Absolutely NOT for other traders!
Considerations: Laws of Averaging, patience, comfort level of drawdown.
Example: Friday 6/10/22 @9:50-10:26 the MES dropped approx. 43 points. 43x5=$215.00. If you went long at 9:50 and rode that drawdown to 10:26, you would have been down -$215.00.
If you believed it was getting oversold and came back in with 5 long contracts, your breakeven would be 8.5 points (less commissions). The MES retraced about 21 points. Max profit on that trade would have been 12.5 points x 6 x $5.00 = $375.00.
Of course that's in a perfect world and a perfect maximized trade. But you can see the point. This is only one type of strategy. I have traded this way in the past. It can be very stressful to me. The size of your trading account can ease that stress if it is large enough.
There are other ways of trading with less stress. For me, I had to ask myself why I was getting in on the wrong side of the trade. Getting on the correct side of say a 20sma did help.
One benefit of micros is that when price decides to break down and my TickStrike starts firing off RED, RED and more RED, I will sometimes hit the sell button as fast as I can (numerous times) with the ATM set at 1 contract, then close at a profit or scale out for a larger profit.
There are traders that would not touch the above with a 10ft pole. I understand that. I personally have found that traders are like musicians. They all like to play their unique style. The whole purpose of this work is to produce profits and only the individual trader can figure out his/her own way of doing that.
You can also use Micro's to hedge an E-mini position or vice versa.
Micro Strategies are only limited by what goes on between one's ears!
Trading: Swing and Day Trade Index Stocks, Options and Futures
Posts: 16 since Sep 2020
Thanks Given: 44
Thanks Received: 21
I don't see commissions as a concern at all, it's the cost of doing business.
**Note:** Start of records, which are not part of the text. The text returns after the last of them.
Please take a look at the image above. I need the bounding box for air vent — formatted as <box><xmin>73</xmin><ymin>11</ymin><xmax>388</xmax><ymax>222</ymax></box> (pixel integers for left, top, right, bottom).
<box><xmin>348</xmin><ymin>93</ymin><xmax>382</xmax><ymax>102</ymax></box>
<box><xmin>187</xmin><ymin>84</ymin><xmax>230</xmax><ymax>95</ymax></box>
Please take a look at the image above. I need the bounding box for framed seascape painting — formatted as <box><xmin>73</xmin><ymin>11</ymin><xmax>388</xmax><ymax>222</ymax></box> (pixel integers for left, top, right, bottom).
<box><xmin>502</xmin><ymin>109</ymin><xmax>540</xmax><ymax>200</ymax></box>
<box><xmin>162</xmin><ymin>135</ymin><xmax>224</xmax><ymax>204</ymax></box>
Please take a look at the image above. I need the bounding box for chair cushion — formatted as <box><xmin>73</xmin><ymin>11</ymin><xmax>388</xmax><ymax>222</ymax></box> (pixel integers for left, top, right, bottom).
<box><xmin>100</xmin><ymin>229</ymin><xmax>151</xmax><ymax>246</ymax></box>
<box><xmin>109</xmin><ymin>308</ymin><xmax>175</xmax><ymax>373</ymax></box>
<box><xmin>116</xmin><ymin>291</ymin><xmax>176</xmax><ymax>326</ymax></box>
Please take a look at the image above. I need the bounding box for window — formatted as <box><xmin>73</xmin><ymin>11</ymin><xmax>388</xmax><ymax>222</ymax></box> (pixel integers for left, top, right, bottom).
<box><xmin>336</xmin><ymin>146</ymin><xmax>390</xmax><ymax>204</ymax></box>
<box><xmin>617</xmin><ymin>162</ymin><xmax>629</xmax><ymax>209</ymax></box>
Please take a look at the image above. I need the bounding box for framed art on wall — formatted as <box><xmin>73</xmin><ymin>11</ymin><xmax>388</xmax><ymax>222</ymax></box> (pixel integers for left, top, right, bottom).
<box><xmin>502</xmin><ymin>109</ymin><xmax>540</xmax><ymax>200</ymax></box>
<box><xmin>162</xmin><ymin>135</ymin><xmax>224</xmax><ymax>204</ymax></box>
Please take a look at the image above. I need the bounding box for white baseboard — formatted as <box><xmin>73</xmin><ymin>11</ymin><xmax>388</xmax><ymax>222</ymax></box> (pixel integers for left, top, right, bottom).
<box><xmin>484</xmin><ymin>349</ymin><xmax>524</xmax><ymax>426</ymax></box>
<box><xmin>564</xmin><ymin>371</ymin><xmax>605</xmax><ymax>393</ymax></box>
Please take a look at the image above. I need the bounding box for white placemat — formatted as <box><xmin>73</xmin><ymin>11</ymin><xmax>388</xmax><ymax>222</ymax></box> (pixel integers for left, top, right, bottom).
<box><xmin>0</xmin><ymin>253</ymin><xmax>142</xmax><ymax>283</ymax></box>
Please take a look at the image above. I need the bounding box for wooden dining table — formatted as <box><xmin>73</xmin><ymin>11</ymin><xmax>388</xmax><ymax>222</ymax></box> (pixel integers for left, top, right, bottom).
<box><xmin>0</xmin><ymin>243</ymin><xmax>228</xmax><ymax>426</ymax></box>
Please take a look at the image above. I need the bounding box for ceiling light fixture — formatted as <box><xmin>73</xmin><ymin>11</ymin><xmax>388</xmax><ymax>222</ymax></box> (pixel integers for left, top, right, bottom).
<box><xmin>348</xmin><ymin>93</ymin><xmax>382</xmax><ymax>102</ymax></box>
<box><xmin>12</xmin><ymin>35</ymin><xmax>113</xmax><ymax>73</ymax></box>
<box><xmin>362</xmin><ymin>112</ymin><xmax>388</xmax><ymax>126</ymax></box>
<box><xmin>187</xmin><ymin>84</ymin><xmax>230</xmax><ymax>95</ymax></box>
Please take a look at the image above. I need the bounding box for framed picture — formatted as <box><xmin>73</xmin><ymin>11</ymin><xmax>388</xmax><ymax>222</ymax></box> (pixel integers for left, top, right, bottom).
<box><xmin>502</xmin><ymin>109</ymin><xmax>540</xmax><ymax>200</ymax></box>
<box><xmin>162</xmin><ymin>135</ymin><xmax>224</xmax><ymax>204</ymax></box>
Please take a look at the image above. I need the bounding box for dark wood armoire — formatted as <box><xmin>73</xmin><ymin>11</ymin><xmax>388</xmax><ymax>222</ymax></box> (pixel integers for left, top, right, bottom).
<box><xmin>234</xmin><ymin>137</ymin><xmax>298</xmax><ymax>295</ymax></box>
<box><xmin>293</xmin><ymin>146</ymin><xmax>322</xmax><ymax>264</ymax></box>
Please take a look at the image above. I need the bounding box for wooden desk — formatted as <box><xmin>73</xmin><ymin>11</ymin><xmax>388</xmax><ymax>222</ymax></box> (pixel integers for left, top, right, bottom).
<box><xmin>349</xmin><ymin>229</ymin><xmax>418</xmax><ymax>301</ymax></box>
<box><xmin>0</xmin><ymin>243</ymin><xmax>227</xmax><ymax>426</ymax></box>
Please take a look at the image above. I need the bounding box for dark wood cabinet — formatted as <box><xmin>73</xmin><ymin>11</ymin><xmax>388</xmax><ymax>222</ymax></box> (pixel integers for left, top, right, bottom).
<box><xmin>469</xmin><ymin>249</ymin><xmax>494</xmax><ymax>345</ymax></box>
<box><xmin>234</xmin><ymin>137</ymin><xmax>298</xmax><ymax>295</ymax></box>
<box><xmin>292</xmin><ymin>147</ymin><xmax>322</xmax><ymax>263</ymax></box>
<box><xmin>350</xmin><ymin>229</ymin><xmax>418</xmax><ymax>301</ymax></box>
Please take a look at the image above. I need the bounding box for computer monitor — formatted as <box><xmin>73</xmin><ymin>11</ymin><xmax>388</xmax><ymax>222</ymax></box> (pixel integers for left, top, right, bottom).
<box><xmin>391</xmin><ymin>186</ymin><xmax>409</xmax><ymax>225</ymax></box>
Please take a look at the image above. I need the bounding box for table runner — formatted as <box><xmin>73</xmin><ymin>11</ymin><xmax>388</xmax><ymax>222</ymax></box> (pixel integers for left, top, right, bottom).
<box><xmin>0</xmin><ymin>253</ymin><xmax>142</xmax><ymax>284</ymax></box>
Micro futures are a great way to learn to trade futures. If you survive and make money, scale up to multiple micro contracts, you can make plenty of money that way. Still surviving and want to scale up again, go mini futures, one or more contracts.
MNQ futures are so volatile at the moment that I don't think the proportionally higher commissions should be too much of a consideration.
I'm not quite clear whether you're asking whether they make more sense for scaling into and out of than other futures do, or whether they make more sense for scaling into and out of than simply trading them AIAO? Or maybe both/either?
For myself, I like adding to winning positions (when I can do so without increasing the risk beyond what it was when I opened the original position) if the "entry criteria" are still at least as valid for me to "add" as they were for me to "open" - and sometimes they are, because my trading tends to be trend-following.
I tend not to scale out, but to "close fully" when I no longer want to be in the trade. But I'd do the opposite, if testing showed that overall it had better outcomes. So (as so often?) I think it depends on what you're doing and how you're doing it?